New York State’s completed purchase of 31 properties running through the center of Niagara Falls’ downtown tourism district is a game-changer, as the mayor said, and follows decades of decay. It is the state’s largest real estate deal in downtown Niagara Falls in a decade-and-a-half.

USA Niagara Development Corp., the local arm of Empire State Development, paid more than $15 million to buy the parcels from Tuscarora businessman Joseph M. Anderson, who runs the Smokin Joes Trading Post gasoline outlets.

As a result, the state now has 9.5 acres to sell, from open land to parcels with buildings that range from a defunct hotel to a former Niagara Mohawk office building. The other plots on the state’s new for-sale list include a former call center, Anderson’s 4-acre, year-round snow park and several restaurant-nightclub buildings. Development of those properties could help to lift the entire, long struggling city.

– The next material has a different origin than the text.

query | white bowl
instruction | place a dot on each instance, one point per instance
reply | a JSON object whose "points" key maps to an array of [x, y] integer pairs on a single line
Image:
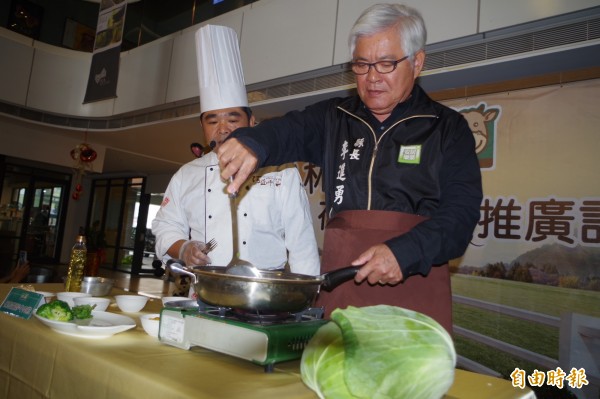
{"points": [[150, 323], [166, 299], [131, 303], [101, 303], [68, 297]]}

The Falls had been on a steady decline, dating back to the 1970s and urban renewal, when whole city blocks were demolished. Some new infrastructure was built but much of it was questionable, both in design and quality.

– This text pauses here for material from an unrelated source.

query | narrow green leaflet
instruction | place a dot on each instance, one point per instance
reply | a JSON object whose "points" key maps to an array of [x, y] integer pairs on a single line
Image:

Some historic vaudeville theaters saw the wrecking ball, but mostly mixed-use buildings fell, with nothing to replace them. From this core, many vacant and underused properties emerged, bringing urban blight as its partner.

At the same time, the city felt the smothering influence of the Robert Moses Parkway choking off downtown from the river, along with the effects of the great suburban sprawl, as traditional department stores vacated along with their clients. It was as Mayor Paul A. Dyster said, the perfect storm that left a large number of vacant properties, particularly on Third and Main streets.

The future looked grim, except perhaps to speculators who got wind of cheap commercial properties assessed well below market rate, lowering the cost to hold them. It brings to mind the largest landowner in downtown Niagara Falls whose company, Niagara Falls Redevelopment, is controlled by New York City businessman Howard Milstein.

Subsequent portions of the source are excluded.